Signatures are referred to by combining the first author's name of the corresponding publication as a prefix, with number of constituent genes as a suffix. For signatures where not all constituent genes were identifiable in the RNA sequencing data (eg, due to records being withdrawn), the suffix indicates the number of identifiable genes included in this analysis. Log2-transformed transcripts per million data used to calculate all signatures, unless otherwise specified. NA=not applicable. SVM=support vector machine. LASSO=least absolute shrinkage and selection operator.

*

Indicates total number of eligible signatures discovered in each study.
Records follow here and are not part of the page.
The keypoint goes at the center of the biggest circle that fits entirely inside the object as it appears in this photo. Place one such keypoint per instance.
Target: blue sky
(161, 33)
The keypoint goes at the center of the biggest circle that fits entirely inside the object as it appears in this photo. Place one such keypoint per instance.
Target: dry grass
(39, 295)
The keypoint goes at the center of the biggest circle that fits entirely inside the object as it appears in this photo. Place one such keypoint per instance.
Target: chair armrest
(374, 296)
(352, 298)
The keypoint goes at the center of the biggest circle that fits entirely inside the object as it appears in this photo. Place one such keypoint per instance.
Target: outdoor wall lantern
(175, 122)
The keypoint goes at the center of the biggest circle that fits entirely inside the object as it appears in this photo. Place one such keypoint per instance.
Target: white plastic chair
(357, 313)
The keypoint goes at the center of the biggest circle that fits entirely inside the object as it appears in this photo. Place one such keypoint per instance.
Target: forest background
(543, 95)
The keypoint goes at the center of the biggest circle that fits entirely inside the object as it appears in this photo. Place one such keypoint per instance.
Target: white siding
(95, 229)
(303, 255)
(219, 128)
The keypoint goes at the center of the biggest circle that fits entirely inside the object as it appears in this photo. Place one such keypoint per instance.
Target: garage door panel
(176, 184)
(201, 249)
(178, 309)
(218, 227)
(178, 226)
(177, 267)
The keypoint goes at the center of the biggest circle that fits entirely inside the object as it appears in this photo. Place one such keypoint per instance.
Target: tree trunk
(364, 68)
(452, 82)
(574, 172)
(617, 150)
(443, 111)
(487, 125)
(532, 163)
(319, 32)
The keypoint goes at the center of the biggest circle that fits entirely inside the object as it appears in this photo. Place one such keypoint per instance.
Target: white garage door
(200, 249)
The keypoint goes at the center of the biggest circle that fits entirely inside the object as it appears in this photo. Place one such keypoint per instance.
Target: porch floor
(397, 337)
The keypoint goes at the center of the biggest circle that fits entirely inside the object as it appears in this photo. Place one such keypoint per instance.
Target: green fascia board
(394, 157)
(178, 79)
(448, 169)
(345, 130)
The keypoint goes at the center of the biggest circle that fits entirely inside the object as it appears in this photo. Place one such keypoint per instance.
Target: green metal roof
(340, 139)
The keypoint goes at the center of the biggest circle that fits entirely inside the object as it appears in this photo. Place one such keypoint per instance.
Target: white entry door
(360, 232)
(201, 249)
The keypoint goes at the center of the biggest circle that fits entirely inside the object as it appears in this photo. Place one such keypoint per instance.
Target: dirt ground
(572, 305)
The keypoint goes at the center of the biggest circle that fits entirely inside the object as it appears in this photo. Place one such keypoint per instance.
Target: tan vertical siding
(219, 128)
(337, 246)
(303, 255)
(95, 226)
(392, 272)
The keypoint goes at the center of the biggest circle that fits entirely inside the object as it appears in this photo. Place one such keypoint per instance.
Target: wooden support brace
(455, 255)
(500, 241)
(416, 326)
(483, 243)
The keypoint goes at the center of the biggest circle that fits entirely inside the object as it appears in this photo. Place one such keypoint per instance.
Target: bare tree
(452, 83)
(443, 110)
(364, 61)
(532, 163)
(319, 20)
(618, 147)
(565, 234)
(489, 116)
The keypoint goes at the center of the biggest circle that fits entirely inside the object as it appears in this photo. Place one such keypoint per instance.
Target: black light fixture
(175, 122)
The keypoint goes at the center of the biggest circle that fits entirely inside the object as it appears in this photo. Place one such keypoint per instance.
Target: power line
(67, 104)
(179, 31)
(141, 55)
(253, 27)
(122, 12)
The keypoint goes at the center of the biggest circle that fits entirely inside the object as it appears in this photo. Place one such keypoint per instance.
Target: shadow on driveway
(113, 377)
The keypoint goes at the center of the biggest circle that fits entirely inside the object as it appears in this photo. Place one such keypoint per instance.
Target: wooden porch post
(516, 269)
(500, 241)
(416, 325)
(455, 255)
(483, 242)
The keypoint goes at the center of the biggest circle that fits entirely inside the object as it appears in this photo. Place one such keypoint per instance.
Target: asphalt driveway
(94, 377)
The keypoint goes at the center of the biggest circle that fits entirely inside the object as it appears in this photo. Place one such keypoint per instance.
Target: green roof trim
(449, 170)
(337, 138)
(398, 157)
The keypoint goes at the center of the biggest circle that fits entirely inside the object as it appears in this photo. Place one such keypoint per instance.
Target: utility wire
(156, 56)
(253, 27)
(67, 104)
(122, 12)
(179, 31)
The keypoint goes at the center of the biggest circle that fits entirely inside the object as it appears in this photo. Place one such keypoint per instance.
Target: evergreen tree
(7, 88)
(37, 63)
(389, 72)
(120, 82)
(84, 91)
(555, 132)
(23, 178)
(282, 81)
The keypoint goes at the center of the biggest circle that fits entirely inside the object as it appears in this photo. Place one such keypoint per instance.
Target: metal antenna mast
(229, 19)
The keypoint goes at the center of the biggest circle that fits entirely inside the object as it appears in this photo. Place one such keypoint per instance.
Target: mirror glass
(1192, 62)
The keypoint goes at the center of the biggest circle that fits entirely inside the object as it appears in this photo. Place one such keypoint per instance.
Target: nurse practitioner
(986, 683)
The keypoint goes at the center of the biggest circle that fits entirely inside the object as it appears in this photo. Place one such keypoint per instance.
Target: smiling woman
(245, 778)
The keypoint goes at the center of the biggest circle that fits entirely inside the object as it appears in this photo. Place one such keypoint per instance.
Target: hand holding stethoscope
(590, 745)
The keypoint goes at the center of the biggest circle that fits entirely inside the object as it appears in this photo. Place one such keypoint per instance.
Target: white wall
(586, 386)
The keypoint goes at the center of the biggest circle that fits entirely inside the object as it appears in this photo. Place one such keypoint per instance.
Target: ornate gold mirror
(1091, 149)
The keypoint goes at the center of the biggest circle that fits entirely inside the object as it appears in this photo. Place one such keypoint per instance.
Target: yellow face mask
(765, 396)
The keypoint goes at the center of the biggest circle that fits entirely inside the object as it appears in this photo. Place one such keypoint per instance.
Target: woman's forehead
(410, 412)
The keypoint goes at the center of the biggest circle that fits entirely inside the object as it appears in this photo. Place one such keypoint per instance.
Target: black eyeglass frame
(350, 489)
Where multiple signatures were discovered for the same intended purpose and from the same training dataset, we included the signature with greatest accuracy, as defined by the area under the receiver operating characteristic curve in the validation data. Where accuracy was equivalent, we included the most parsimonious signature.

Anderson38 included 42 genes in the original, Huang11 had 13, Kaforou25 had 27, and Walter45 had 51 (genes not included in current models were either duplicates or not identifiable in RNA sequencing data).

For disease risk scores, the sum of downregulated genes was subtracted from the sum of upregulated genes. For unsigned sums and modified disease risk scores, genes were summed, irrespective of their direction of regulation.

§

Calculated using non-log-transformed data using model coefficients from original publication.

Required normalisation of the training and test sets. This was done for each gene by subtracting the mean expression across all samples in the dataset and dividing by the SD.

Calculated using non-log-transformed counts per million data with trimmed mean of M-values normalisation, as per original description.

**

Modelling approach was not clear from the original description. We recreated this using two approaches: as a simple equation of gene pairs ((GAS6+SEPT4)–(CD1C+BLK)) and as an SVM using the four constituent gene pairs, as previously described.35 Because the former approach achieved marginally better performance that was closer to the authors' original description in their test dataset, this was included in the final analysis.